Liverpool players sitting on a bench - concept of substitutions
CHEN WEI SENG / Bigstockphoto.com

If not completely in touch with footballing terminology, you may not fully understand what subs are or how many are allowed. A ‘sub’ is simply a substitute, which is a player who comes on when another has to leave the field or is replaced by the manager based on performance or for tactical reasons.

In this article, we will cover how many can be used in today’s football matches, along with how this has changed and how subs might evolve in the future.

How Many Subs Can Be Used in Football Games?

The number five

Essentially, the basic answer for major leagues is now five. Five substitutions are allowed during a typical 90-minute game, up from the previous total of three. The actual law is a little more complicated. Under the Laws of the Game, the maximum of five is permitted but fewer may be used depending on the association. In other words, FIFA permits five, but a certain country’s league may want to stick with three or four.

Why Would Associations Want Fewer Subs?

In the Premier League, all squads are full of quality. Even at the bottom end of the league, teams when not burdened with injuries have many top-quality performers available in the squad to come off the bench and influence games as substitutes. In some leagues, however, one or two teams may dominate.

When that is the case, it gives them an even greater advantage to be able to call upon five subs. When a game gets stretched, they may be able to call on five international-class players with fresh legs to change the game, while smaller teams cannot. This is why some leagues do not want long benches and lots of substitutions.

Sub Numbers Can Change

In domestic and international cup competitions, one extra sub can be used per team if a game goes into extra time. A total of six substitutions therefore can be made in a team of 11 over the course of a 120-minute game. We have more info on this below. That is the case with major competitive matches, such as those in the Premier League, La Liga, the World Cup, etc. The rules can change however depending on the type of match being played. For example:

  • In competitive international matches, up to six subs are allowed.
  • In other matches, more subs are allowed as long as the ref is informed.

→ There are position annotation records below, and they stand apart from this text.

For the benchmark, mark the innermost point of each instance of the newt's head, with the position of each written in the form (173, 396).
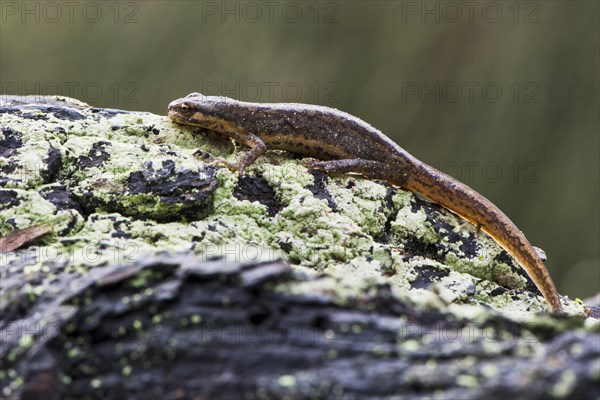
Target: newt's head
(211, 112)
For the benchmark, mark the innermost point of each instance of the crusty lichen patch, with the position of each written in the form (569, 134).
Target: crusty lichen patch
(115, 183)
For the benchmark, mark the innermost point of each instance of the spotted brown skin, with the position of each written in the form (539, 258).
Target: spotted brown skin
(348, 144)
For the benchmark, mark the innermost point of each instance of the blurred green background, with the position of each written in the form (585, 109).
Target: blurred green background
(502, 95)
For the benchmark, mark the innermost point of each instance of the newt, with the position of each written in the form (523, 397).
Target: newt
(344, 143)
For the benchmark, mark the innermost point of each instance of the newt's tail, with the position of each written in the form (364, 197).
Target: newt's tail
(467, 203)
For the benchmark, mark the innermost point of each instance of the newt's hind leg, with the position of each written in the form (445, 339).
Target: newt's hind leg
(368, 168)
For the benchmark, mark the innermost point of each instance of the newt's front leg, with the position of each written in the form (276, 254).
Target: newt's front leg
(257, 149)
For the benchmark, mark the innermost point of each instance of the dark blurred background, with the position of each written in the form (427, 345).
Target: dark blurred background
(502, 95)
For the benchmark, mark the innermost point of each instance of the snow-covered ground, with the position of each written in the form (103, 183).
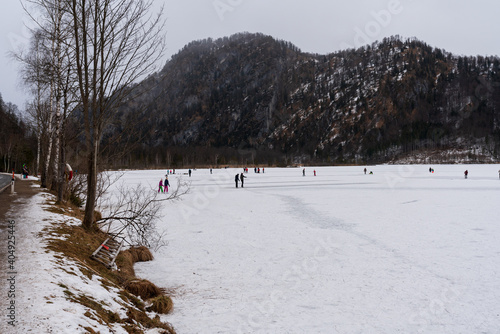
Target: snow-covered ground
(36, 282)
(399, 251)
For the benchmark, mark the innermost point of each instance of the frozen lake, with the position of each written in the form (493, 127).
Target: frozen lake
(402, 250)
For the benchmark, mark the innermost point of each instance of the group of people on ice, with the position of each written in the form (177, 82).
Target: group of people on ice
(239, 177)
(163, 186)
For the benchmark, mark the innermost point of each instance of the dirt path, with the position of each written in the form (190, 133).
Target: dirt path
(9, 207)
(23, 190)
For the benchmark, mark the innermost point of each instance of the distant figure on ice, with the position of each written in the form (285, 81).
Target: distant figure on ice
(166, 184)
(160, 188)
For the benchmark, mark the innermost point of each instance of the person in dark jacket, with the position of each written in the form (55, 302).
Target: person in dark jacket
(166, 184)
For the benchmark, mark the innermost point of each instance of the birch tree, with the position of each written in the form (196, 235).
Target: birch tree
(116, 43)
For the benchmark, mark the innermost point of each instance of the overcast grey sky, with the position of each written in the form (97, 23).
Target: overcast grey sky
(462, 27)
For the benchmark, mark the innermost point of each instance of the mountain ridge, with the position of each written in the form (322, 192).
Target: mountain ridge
(253, 93)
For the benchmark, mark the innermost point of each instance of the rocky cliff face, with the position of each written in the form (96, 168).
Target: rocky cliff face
(252, 92)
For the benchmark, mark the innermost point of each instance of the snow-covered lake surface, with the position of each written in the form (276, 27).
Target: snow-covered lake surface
(399, 251)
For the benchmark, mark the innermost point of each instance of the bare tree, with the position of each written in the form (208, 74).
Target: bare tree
(116, 42)
(133, 213)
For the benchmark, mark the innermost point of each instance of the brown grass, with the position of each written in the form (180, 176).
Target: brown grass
(140, 254)
(143, 288)
(161, 304)
(126, 259)
(78, 244)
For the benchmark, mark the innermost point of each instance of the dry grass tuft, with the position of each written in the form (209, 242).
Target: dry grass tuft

Those other matches are essentially ‘friendlies’. In a typical friendly match, there is no limit on the number of subs allowed with many managers changing their entire team at half-time.

History of Substitutions in Football

Substitute player
katatonia82 / Bigstockphoto.com

We have to be quite pernickety with the word ‘substitute’ here. In the past, the word wasn’t used for one player replacing another from the bench during a football match. In the earliest incarnations of the game, around 1860, substitute meant simply that a player was brought in from the start for someone who’d failed to turn up for a game. Subs as we know them now did not appear in the game until 1958 when they were added to the laws. Before that time had a player gone off injured, even a goalkeeper, no substitute player was allowed on.

Allowed substitution numbers rose to two from a possible five players in 1988, then later increases allowed for sub ‘keepers and then any three subs from seven named on the bench in recent years. Two subs, plus a goalkeeper if needed, came into play in 1994, in time for the World Cup. This rose to three of any type in ’95 and then to four in particular international competitions beginning from Euro 2016, though only in extra time.

The five-substitute rule was brought in during 2020, mostly in order to ease fixture congestion for teams following lockdowns caused by the global health crisis. The idea was that there would be three opportunities to bring on subs, with an additional chance providing in extra time where needed. The opportunities were to be exclusive of the subs made at half-time in normal or extra time or before the beginning of extra time.

Could the Use of Substitutes Evolve Further?

Football may be the biggest and most popular sport in the world, but it has shown itself multiple times to have lots to learn from other sports. Many fans want VAR decisions to be more like rugby. It took an age to get the sort of goal line technology already used in tennis and cricket, while substitutions are already better used in other major sports too. Thinking about basketball, replacements in that sport are fare more dynamic. Why not be able to switch players in and out of a game, so long as it’s done quickly?

A punter may have paid £100 to see Erling Haaland, only for him to go off injured after ten minutes. What if, after some treatment, he would have been perfectly OK to come back on in 15 minutes’ time? Why not allow that and give watchers full value for their money? Of course, there would be issues. The game is already stopping too many times, but what if we could make subs quicker?

Players already wear all sorts within their shirts and equipment, so presumably it would be nothing to add a chip which connects to a system showing who is in play and who isn’t. No more written notes, while those sitting upstairs or remotely (VAR) can keep a manual check on the numbers, rather than the referee.

Furthermore, even the announcer shouldn’t make too big a deal of the oncoming player. Simply announce their name as they enter, much as they do in cricket when a new batsman comes to the crease. Easy. When there is a VAR check, that is another opportune moment for managers to throw on a replacement with the system taking care of the admin. This can be shown on a screen or announced, perhaps alongside a game clock which stops when the match does, meaning no more ‘injury time’. Interesting thoughts indeed.